The difference in spending between the two chambers’ budgets is about $1.6 billion, according to the public-radio Northwest News Network. And while Democrats prefer new and higher taxes for the wealthy and some businesses, Republicans want to raise the amount of state money going into public schools by creating a statewide property tax, which would replace much of what’s now raised through local school-district levies. (While state school spending would increase, in other words, local spending would go down, with less net increase than Democrats are proposing. )

On Wednesday, The (Everett) Herald reminded eight lawmakers representing each party’s House and Senate caucuses that “someone is watching” their behind-closed-doors negotiations on school funding.

They’ve been meeting since early March to hammer out a deal.
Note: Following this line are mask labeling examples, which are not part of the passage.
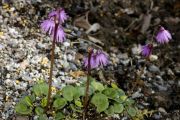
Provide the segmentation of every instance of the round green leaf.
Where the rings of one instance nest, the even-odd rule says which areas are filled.
[[[75,101],[75,105],[77,105],[78,107],[83,107],[81,101],[79,101],[79,100]]]
[[[114,108],[111,105],[107,110],[104,111],[107,115],[113,115],[114,114]]]
[[[46,114],[40,115],[38,120],[48,120],[48,117]]]
[[[40,83],[33,86],[33,92],[36,96],[42,96],[48,94],[48,84],[46,83]]]
[[[73,86],[68,85],[62,89],[62,94],[66,100],[72,101],[74,94],[76,94],[76,90]]]
[[[122,113],[124,110],[123,104],[114,104],[113,108],[115,113]]]
[[[56,109],[62,109],[66,104],[67,104],[66,99],[57,98],[53,103],[53,107],[55,107]]]
[[[35,108],[35,112],[37,115],[42,115],[44,113],[44,109],[41,107]]]
[[[15,106],[15,111],[22,115],[30,115],[32,113],[32,109],[28,108],[24,103],[18,103]]]
[[[65,116],[64,116],[64,114],[61,113],[61,112],[58,112],[58,113],[55,115],[55,120],[62,120],[62,119],[64,119],[64,118],[65,118]]]
[[[30,96],[24,97],[23,102],[24,102],[27,106],[31,106],[31,107],[33,106],[33,102],[32,102],[32,100],[31,100],[31,97],[30,97]]]
[[[98,112],[105,111],[109,106],[108,97],[102,93],[95,94],[91,102],[97,107]]]
[[[117,91],[117,89],[114,89],[114,88],[106,88],[103,91],[103,94],[108,96],[108,98],[110,98],[110,99],[117,99],[117,98],[119,98],[118,91]]]
[[[134,104],[134,102],[135,102],[135,101],[134,101],[133,99],[128,98],[128,99],[126,99],[125,104],[126,104],[127,106],[131,106],[131,105]]]
[[[127,109],[127,112],[128,112],[128,114],[131,116],[131,117],[134,117],[135,115],[136,115],[136,109],[135,108],[132,108],[132,107],[129,107],[128,109]]]
[[[46,107],[47,106],[47,98],[46,97],[41,100],[41,106],[42,107]]]
[[[93,88],[95,89],[95,91],[103,91],[104,90],[104,86],[103,84],[101,84],[100,82],[96,82],[96,81],[92,81],[91,85],[93,86]]]

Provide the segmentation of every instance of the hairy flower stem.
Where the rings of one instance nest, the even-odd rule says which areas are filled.
[[[88,52],[88,74],[87,74],[87,81],[86,81],[86,90],[85,90],[85,98],[84,98],[84,112],[83,112],[83,120],[86,119],[87,114],[87,108],[88,108],[88,96],[89,96],[89,84],[90,84],[90,75],[91,75],[91,55],[92,50],[89,50]]]
[[[50,67],[50,74],[49,74],[49,89],[48,89],[48,97],[47,97],[47,106],[46,111],[50,108],[50,99],[51,99],[51,92],[52,92],[52,75],[53,75],[53,65],[54,65],[54,50],[55,50],[55,40],[56,40],[56,34],[58,29],[58,22],[56,21],[55,17],[55,28],[54,28],[54,36],[53,36],[53,42],[52,42],[52,51],[51,51],[51,67]]]

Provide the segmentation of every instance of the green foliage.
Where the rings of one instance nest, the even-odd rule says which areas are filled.
[[[35,113],[36,113],[36,115],[42,115],[44,113],[44,109],[41,107],[36,107]]]
[[[66,104],[67,104],[66,99],[57,98],[53,103],[53,107],[55,107],[56,109],[62,109]]]
[[[65,116],[64,116],[64,114],[61,113],[61,112],[58,112],[58,113],[55,115],[55,120],[62,120],[62,119],[64,119],[64,118],[65,118]]]
[[[103,84],[96,82],[95,80],[91,82],[92,87],[95,89],[95,91],[103,91],[104,90],[104,86]]]
[[[126,96],[124,91],[118,88],[116,84],[112,83],[108,87],[95,81],[93,78],[90,81],[89,110],[96,109],[97,113],[107,116],[128,113],[131,118],[140,118],[137,117],[138,109],[135,107],[135,101]],[[85,84],[65,86],[62,90],[57,91],[51,99],[51,111],[45,112],[48,84],[40,82],[33,86],[32,95],[25,96],[16,104],[16,113],[21,115],[38,115],[38,120],[48,119],[47,115],[53,116],[55,120],[79,119],[82,117],[81,114],[84,110],[85,88]]]
[[[32,113],[32,109],[28,108],[28,106],[22,102],[16,104],[15,110],[17,113],[22,114],[22,115],[31,115]]]
[[[108,97],[102,93],[95,94],[91,102],[97,107],[98,112],[105,111],[109,106]]]
[[[62,95],[68,101],[73,100],[73,97],[75,96],[75,94],[77,94],[76,92],[77,91],[75,90],[75,88],[71,85],[68,85],[62,89]]]
[[[127,109],[127,112],[131,117],[136,116],[136,109],[135,108],[130,107]]]
[[[33,92],[36,96],[42,96],[48,94],[48,84],[40,83],[33,86]]]

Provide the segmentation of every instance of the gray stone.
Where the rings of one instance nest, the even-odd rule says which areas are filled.
[[[155,65],[149,66],[149,71],[154,73],[160,72],[159,68]]]

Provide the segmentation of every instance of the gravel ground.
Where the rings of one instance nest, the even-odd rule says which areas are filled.
[[[0,118],[3,120],[15,118],[16,102],[30,92],[37,80],[48,80],[51,39],[40,31],[39,23],[56,5],[39,2],[38,6],[34,0],[17,0],[0,6]],[[66,42],[55,50],[53,84],[59,88],[84,79],[85,73],[75,77],[73,72],[83,71],[86,49],[95,44],[79,37],[83,30],[71,25],[71,19],[65,25]],[[147,119],[180,120],[180,61],[175,56],[180,45],[162,48],[165,54],[153,55],[145,67],[139,49],[138,44],[126,51],[109,47],[109,66],[95,76],[107,84],[117,82],[137,100],[139,108],[157,110]],[[135,81],[142,68],[140,80]]]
But The Herald reported that significant disagreement remains on how to define basic education in Washington and what it means to “amply” fund it.

Meanwhile, on social media, students and teachers took advantage of the moment to air their frustration over the budget debate.
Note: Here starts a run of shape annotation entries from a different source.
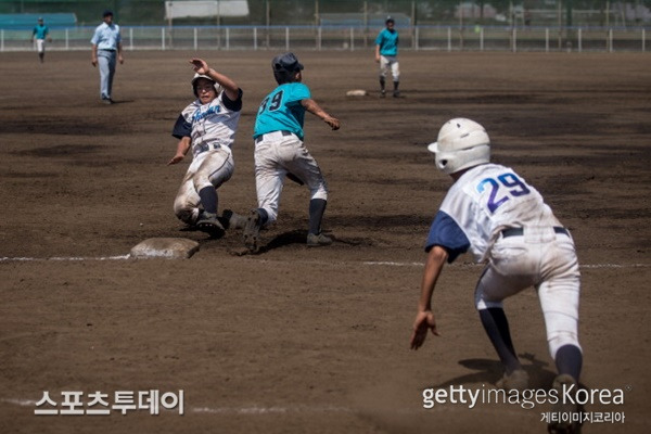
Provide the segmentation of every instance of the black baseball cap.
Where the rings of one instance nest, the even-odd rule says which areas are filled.
[[[303,64],[298,63],[298,59],[294,53],[279,54],[271,61],[273,71],[289,71],[291,73],[303,69]]]

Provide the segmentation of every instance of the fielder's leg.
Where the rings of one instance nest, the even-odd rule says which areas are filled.
[[[388,61],[385,56],[380,56],[380,97],[384,98],[386,94],[385,85],[386,85],[386,74],[388,73]]]
[[[496,383],[500,388],[523,391],[528,387],[528,375],[515,353],[502,301],[531,285],[528,277],[509,277],[489,264],[475,289],[475,306],[482,326],[505,367],[505,375]]]
[[[392,61],[391,75],[394,79],[394,98],[398,98],[400,97],[400,91],[398,90],[398,85],[400,84],[400,66],[396,59]]]
[[[100,98],[102,102],[111,104],[111,88],[108,86],[108,77],[111,75],[111,67],[108,65],[110,59],[102,50],[98,52],[98,68],[100,69]]]
[[[515,354],[515,348],[513,348],[509,321],[507,320],[505,310],[497,307],[480,310],[480,319],[500,361],[506,368],[507,374],[522,369],[522,365]]]
[[[321,233],[321,220],[326,213],[328,202],[324,199],[309,201],[309,229],[307,231],[307,246],[318,247],[332,244],[332,240]]]

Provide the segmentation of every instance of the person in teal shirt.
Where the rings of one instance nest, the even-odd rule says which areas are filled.
[[[386,75],[391,69],[394,81],[394,97],[398,98],[400,91],[398,85],[400,81],[400,66],[398,64],[398,31],[394,28],[395,22],[391,16],[386,18],[386,28],[375,38],[375,62],[380,63],[380,97],[384,98]]]
[[[307,245],[329,245],[332,239],[321,232],[321,219],[328,201],[328,186],[316,159],[303,143],[305,112],[333,130],[339,119],[330,116],[312,99],[303,80],[303,65],[293,53],[271,61],[278,87],[260,103],[255,120],[255,187],[258,207],[252,209],[244,227],[244,245],[252,253],[259,248],[259,230],[278,218],[280,193],[285,177],[305,184],[310,192]]]
[[[36,42],[36,51],[38,51],[38,59],[43,63],[46,58],[46,39],[48,42],[52,42],[50,38],[50,29],[43,24],[43,18],[38,18],[38,24],[34,26],[31,30],[31,38]]]

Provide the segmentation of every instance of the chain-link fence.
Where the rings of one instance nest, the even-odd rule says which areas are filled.
[[[228,1],[228,0],[222,0]],[[242,2],[241,0],[239,0]],[[180,3],[176,0],[175,3]],[[367,50],[387,15],[407,50],[646,51],[651,0],[360,1],[251,0],[245,16],[169,20],[163,0],[11,0],[0,2],[0,51],[33,49],[36,16],[69,14],[50,25],[51,50],[89,49],[101,14],[111,9],[127,50]],[[34,15],[3,25],[2,16]],[[46,22],[46,24],[48,24]]]
[[[226,4],[233,0],[215,0]],[[183,0],[176,0],[181,3]],[[411,25],[513,25],[640,27],[651,24],[651,0],[248,0],[243,16],[192,17],[179,25],[323,25],[340,15],[341,22],[373,14],[401,14]],[[131,26],[168,24],[163,0],[3,0],[2,14],[74,13],[77,25],[101,22],[111,9],[115,21]],[[2,23],[0,21],[0,28]]]

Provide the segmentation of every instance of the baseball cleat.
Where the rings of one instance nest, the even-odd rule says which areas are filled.
[[[574,388],[572,388],[574,387]],[[579,434],[583,406],[573,403],[571,399],[565,401],[565,392],[578,387],[576,381],[571,375],[560,374],[553,380],[553,388],[558,393],[559,400],[553,405],[552,413],[557,414],[556,421],[549,422],[547,432],[549,434]],[[578,413],[578,417],[574,416]]]
[[[524,391],[528,388],[528,374],[524,369],[516,369],[510,374],[505,373],[495,385],[505,391]]]
[[[196,228],[201,231],[209,233],[214,238],[224,235],[224,226],[217,219],[217,214],[202,213],[196,221]]]
[[[250,252],[257,252],[258,238],[260,235],[260,227],[263,226],[263,218],[257,209],[252,209],[246,218],[246,225],[244,225],[244,245]]]
[[[323,233],[308,233],[307,234],[307,246],[308,247],[320,247],[322,245],[332,244],[332,239],[326,237]]]

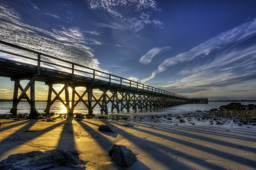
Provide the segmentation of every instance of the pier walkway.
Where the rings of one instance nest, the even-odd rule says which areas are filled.
[[[207,98],[188,98],[175,93],[136,82],[119,76],[66,61],[58,57],[32,50],[0,40],[0,76],[10,77],[14,81],[13,106],[10,112],[17,114],[18,104],[26,99],[30,105],[31,116],[38,113],[35,105],[35,81],[44,82],[49,86],[47,103],[45,112],[49,113],[56,100],[65,106],[68,116],[72,116],[78,103],[82,102],[92,115],[96,105],[101,111],[108,114],[108,104],[111,104],[111,111],[117,113],[132,109],[137,111],[188,103],[208,103]],[[25,87],[20,84],[22,80],[29,80]],[[63,85],[57,92],[54,84]],[[76,90],[78,87],[85,87],[82,94]],[[69,87],[72,88],[71,105]],[[30,96],[26,92],[30,89]],[[93,90],[99,90],[99,97]],[[19,90],[20,94],[19,96]],[[64,92],[65,98],[61,97]],[[52,95],[55,95],[53,98]],[[79,99],[75,100],[75,96]],[[84,99],[84,96],[87,99]],[[93,105],[92,101],[95,101]]]

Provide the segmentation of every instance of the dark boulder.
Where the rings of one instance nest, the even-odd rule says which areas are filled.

At Nathan Hale High School in Seattle, graphic arts teacher Alex Snyder thought there wasn’t enough attention paid to the lack of funding for smaller class sizes and what it means for students.

So, two weeks ago he created a new Instagram account (@portraitsofthefuture) to share pictures of his students and their future ambitions.
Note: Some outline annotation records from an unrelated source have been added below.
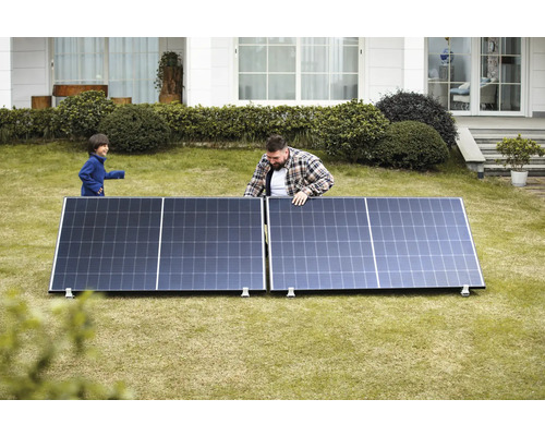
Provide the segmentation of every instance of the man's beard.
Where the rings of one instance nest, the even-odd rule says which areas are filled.
[[[283,161],[282,164],[270,164],[270,166],[272,167],[272,169],[275,171],[278,171],[278,170],[281,170],[286,165],[286,161]]]

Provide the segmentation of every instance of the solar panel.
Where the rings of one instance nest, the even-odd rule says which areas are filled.
[[[484,288],[461,198],[267,198],[271,291]]]
[[[50,291],[156,289],[161,198],[64,198]]]
[[[66,197],[50,292],[265,290],[259,198]]]
[[[159,290],[265,290],[263,202],[165,198]]]

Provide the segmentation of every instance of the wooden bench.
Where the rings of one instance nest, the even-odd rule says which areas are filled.
[[[53,85],[55,97],[71,97],[85,90],[104,90],[108,97],[108,85]]]

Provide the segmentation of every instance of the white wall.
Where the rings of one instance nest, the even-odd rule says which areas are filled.
[[[545,117],[545,38],[531,38],[530,59],[529,114]]]
[[[0,38],[0,108],[11,109],[11,38]]]
[[[404,83],[404,38],[366,38],[365,100],[377,102],[385,94],[402,88]]]
[[[51,95],[47,38],[12,38],[12,104],[29,108],[32,96]]]

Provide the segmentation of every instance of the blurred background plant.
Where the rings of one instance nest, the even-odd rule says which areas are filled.
[[[66,354],[70,359],[89,359],[87,342],[95,329],[88,311],[92,292],[74,300],[56,302],[53,319],[60,328],[33,311],[20,291],[2,296],[0,330],[1,400],[106,400],[132,399],[120,382],[106,387],[83,377],[51,379],[48,370]]]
“Our goal is to put a face and a profile to these public-school students so that the public can see why it’s so important to focus on our schools,” Snyder wrote in an email.


About 40 miles northeast of Seattle, Sultan Senior High student Jordan Sears joined the #waleg fray on Twitter and started calling lawmakers out for not doing their jobs.

Sears chided the Legislature for relying on district levies to pay for education and urged the Senate to not forget about students with special needs.

We’ll soon see whether voices like his make a difference in Olympia.